Constituye una investigación sin fin. El confiar en el tiempo futuro hace que los hombres se separen de todo lo que tienen. Sin embargo, de esta ciencia nunca tienen bastante. Parece conllevar un fatal encantamiento. Pues aunque no tuviesen más que una sábana para envolverse por las noches o una vieja capa para cubrir sus espaldas durante el día, se las venderían para gastarse el dinero en la alquimia. No pueden detenerse hasta que ya no queda nada. Además, dondequiera que vayan se les puede reconocer por el olor a azufre que desprenden. Despiden vaho como las cabras. Creedme, su hedor es tan caliente y tan cameril, que se les huele a una milla de distancia. Por consiguiente, si lo deseáis, podéis descubrir que se trata de gentes así, tanto por su mal olor como por sus harapos deshilachados. Y si les llamáis aparte y les preguntáis por qué van tan mal vestidos, os susurrarán al oído que si les descubriesen, serían condenados a muerte por su alquimia. Así es cómo despluman al inocente.

Basta de esto.

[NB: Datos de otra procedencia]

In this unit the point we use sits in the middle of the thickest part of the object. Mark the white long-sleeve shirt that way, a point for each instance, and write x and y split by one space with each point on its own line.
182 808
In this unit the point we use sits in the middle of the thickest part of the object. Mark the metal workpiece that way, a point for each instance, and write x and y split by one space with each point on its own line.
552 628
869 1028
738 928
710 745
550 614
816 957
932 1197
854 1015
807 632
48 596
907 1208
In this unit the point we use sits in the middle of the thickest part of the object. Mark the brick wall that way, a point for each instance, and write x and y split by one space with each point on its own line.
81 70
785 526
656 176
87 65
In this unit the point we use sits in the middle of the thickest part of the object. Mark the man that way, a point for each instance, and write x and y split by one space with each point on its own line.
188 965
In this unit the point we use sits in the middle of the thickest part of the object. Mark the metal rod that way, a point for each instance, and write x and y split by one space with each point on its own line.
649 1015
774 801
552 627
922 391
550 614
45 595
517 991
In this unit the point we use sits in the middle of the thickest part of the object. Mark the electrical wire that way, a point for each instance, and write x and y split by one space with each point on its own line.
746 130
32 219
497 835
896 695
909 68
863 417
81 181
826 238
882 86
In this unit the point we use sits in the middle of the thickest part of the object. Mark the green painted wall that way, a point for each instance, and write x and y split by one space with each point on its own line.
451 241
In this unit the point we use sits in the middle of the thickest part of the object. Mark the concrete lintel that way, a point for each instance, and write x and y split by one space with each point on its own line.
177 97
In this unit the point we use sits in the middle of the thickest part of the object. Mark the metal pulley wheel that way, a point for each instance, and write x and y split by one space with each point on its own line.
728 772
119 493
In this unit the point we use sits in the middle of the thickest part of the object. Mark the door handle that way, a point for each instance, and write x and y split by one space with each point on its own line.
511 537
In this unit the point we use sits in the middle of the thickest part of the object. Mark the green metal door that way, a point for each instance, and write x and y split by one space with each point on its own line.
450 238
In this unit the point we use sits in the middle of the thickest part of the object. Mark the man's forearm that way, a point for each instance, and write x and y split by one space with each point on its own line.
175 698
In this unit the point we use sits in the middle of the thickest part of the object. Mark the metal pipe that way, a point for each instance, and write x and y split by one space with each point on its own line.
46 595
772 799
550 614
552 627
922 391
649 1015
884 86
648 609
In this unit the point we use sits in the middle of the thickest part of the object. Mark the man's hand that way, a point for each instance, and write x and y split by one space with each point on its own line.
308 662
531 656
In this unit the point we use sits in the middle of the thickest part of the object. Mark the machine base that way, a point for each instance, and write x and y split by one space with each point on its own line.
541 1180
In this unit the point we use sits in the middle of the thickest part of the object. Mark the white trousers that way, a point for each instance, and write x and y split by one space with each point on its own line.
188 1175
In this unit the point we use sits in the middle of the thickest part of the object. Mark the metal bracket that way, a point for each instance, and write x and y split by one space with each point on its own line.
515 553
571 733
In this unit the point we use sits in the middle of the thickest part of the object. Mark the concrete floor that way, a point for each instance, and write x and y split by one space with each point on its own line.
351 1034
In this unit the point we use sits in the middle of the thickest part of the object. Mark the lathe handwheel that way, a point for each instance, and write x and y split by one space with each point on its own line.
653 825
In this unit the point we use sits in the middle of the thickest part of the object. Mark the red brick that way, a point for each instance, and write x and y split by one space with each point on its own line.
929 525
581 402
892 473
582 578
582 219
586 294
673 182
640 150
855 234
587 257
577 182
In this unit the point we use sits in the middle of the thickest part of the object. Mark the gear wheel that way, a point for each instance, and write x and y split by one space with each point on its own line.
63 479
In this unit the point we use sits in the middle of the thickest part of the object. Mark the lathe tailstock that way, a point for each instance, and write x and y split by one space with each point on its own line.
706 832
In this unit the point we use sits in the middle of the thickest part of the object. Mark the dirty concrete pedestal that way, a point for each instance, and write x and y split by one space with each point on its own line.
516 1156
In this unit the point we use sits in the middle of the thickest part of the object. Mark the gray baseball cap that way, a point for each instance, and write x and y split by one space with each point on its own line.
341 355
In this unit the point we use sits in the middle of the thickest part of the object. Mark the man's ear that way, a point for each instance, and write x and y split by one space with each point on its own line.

Continuaré mi relato.

Antes de que la cazuela sea puesta al fuego, mi maestro y nadie mas que él— calienta una cierta cantidad de metales —ahora que se ha ido puedo hablar—, pues dice de él mismo que es un experto; al menos sé que se ha ganado dicha reputación. Sin embargo, siempre se está metiendo en lios. ¿Me preguntáis cómo? Generalmente suele suceder que la cazuela estalla, y así, ¡adiós a todo!

Estos metales son tan combustibles que nuestras paredes podían resistirlos únicamente si estuvieran construidas de piedra y mortero; pues sucede que atraviesan directamente los muros y parte del material se filtra por el suelo. De esta forma hemos perdido algunas libras, ya que parte queda esparcida por el suelo y el resto sale disparado hacia el techo.

Aunque el diablo nunca se nos aparece, apuesto cualquier cosa a que el viejo enredón está allá haciéndonos compañía. Es dificil que en el infierno, donde ése es amo y señor, haya más cólera, rabia y rencor. Pues cuando nuestra cazuela salta en pedazos por los aires, como he dicho, entonces todos empiezan a reñir y a sentirse fastidiados.

—Esto es por la forma en que se hizo el fuego —dice uno. Otro afirma:

—No, los que enredaron la cosa fueron los fuelles (y entonces me asusto, pues ésa es mi tarea).

—Los materiales —exclama un tercero— no tenían la proporción adecuada. No sabéis de qué estáis hablando.